文摘Connected vehicles for safety and traffic efficient applications require device-to-device connections supporting one-to-many and many-to-many communication, precise absolute and relative positioning and distributed computing. Currently, the 5.9 GHz Dedicated Short Range Communications (DSRC) and 4G-Long-Term Evolution (LTE) are available for connected vehicle services. But both have limitations in reliability or latency over large scale field operational tests and deployment. This paper proposes the device-to-device (D2D) connectivity framework based on publish-subscribe architecture, with Message Queue Telemetry Transport (MQTT) protocol. With the publish-subscribe communication paradigm, road mobile users can exchange data and information in moderate latency and high reliability manner, having the potential to support many Vehicle to Everything (V2X) applications, including vehicle to vehicle (V2V), vehicle to roadside infrastructure (V2I), and vehicle to bicycle (V2B).
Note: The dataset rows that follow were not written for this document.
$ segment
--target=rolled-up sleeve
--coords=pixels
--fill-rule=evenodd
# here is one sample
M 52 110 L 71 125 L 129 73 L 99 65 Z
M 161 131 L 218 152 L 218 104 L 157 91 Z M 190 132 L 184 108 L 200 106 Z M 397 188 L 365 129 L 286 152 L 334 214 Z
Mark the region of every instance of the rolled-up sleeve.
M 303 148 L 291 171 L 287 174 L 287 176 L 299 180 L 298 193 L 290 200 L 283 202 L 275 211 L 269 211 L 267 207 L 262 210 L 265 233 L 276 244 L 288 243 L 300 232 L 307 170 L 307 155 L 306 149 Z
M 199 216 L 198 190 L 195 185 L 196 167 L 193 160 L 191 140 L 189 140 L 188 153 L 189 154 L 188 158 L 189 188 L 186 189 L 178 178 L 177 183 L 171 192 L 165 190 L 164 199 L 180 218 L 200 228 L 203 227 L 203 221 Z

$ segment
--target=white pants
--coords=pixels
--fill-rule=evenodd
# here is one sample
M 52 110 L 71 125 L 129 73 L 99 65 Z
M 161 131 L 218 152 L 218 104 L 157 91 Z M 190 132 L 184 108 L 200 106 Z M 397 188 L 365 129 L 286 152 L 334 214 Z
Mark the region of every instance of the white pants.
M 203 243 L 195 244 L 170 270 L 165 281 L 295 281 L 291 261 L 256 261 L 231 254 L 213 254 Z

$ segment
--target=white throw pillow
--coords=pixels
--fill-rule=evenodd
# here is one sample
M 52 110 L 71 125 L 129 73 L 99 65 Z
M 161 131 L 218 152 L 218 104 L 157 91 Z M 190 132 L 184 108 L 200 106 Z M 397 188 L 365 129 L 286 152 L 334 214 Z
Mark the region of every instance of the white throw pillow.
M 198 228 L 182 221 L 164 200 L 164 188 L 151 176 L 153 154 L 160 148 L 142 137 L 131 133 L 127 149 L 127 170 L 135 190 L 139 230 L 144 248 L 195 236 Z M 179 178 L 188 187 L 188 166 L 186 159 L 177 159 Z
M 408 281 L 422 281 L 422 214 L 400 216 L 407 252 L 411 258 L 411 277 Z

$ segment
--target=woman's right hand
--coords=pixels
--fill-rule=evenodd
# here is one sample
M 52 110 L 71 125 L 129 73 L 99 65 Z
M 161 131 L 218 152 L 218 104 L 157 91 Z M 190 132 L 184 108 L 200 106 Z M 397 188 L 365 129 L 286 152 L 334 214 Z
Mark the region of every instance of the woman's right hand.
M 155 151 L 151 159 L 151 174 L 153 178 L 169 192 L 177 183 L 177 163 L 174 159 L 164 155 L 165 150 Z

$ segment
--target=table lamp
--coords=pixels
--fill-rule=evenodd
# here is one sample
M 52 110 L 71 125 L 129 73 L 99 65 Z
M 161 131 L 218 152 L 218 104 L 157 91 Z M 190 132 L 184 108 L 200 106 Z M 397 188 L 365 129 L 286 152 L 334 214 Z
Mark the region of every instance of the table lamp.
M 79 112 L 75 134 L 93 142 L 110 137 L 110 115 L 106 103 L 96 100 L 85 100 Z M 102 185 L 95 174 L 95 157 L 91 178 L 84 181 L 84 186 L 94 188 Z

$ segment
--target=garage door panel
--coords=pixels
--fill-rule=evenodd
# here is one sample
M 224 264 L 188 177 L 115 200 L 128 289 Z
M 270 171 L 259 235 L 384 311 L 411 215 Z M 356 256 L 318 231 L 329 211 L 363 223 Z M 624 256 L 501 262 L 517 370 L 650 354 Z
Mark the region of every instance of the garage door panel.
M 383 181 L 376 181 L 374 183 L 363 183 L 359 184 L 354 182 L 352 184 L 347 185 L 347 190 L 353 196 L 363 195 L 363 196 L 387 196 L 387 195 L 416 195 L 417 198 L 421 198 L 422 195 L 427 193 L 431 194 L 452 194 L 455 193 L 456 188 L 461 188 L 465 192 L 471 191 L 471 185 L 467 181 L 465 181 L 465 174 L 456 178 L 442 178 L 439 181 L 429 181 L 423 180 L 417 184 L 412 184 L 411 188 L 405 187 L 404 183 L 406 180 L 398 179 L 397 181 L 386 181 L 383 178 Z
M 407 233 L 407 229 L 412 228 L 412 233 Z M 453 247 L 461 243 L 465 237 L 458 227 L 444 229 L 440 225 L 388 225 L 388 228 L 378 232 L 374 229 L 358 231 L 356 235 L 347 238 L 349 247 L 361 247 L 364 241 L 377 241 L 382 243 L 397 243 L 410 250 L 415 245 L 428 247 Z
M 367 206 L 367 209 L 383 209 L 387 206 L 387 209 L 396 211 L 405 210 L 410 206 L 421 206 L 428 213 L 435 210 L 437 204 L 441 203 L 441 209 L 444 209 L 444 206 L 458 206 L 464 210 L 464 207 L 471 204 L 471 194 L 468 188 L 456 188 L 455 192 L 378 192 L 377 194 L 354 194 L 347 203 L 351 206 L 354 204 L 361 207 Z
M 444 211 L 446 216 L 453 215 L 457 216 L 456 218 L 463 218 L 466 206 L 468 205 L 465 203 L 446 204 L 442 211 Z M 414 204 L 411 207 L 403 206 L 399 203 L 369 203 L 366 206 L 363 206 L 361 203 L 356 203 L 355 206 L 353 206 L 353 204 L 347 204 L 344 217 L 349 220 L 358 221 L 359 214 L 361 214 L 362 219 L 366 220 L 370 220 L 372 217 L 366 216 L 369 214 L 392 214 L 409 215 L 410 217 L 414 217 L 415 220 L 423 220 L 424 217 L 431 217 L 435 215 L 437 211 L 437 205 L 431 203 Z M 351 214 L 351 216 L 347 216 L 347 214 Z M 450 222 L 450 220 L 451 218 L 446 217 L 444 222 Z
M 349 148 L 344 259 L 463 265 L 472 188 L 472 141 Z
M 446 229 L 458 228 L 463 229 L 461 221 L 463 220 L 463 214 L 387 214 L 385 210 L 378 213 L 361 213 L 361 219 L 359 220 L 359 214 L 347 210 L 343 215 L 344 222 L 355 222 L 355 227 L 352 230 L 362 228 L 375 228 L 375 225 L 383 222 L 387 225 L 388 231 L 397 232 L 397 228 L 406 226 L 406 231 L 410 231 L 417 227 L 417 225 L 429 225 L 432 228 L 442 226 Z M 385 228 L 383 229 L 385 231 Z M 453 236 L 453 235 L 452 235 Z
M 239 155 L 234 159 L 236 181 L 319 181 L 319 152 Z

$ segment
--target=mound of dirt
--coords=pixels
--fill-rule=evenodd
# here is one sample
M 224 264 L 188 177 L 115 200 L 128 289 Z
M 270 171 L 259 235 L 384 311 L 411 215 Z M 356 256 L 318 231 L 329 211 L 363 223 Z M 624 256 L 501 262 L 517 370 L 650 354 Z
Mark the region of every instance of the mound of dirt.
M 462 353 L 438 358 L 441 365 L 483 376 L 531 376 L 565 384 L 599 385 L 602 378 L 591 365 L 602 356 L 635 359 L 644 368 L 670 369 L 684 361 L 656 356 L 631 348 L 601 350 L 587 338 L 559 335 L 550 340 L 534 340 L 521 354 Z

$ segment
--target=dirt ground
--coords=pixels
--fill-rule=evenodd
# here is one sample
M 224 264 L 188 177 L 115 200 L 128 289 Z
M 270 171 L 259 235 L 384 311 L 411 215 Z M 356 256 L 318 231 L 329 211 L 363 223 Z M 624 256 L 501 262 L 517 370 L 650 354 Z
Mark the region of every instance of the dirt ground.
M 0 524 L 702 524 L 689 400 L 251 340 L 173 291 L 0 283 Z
The D2D data exchanges also facilitate computing for absolute and relative precise real-time kinematic (RTK) posi-tioning. Vehicular experiments were conducted to evaluate the performance of the proposed publish-subscribe MQTT protocols in term of latency and reliability. The latency of data exchanges is measured by One-trip-time (OTT) and the reliability is measured by the packet loss rate (PLR). Our results show that the latency of GNSS raw data exchanges between vehicles through 4G cellular networks at the rate of 10 Hz and the data rates of 10 kbps are less than 300 ms while the reliability is over 96%. Vehicular positioning experiments have also shown that vehicles can exchange raw GNSS data and complete mov-ing-base RTK positioning with the positioning availability of 98%.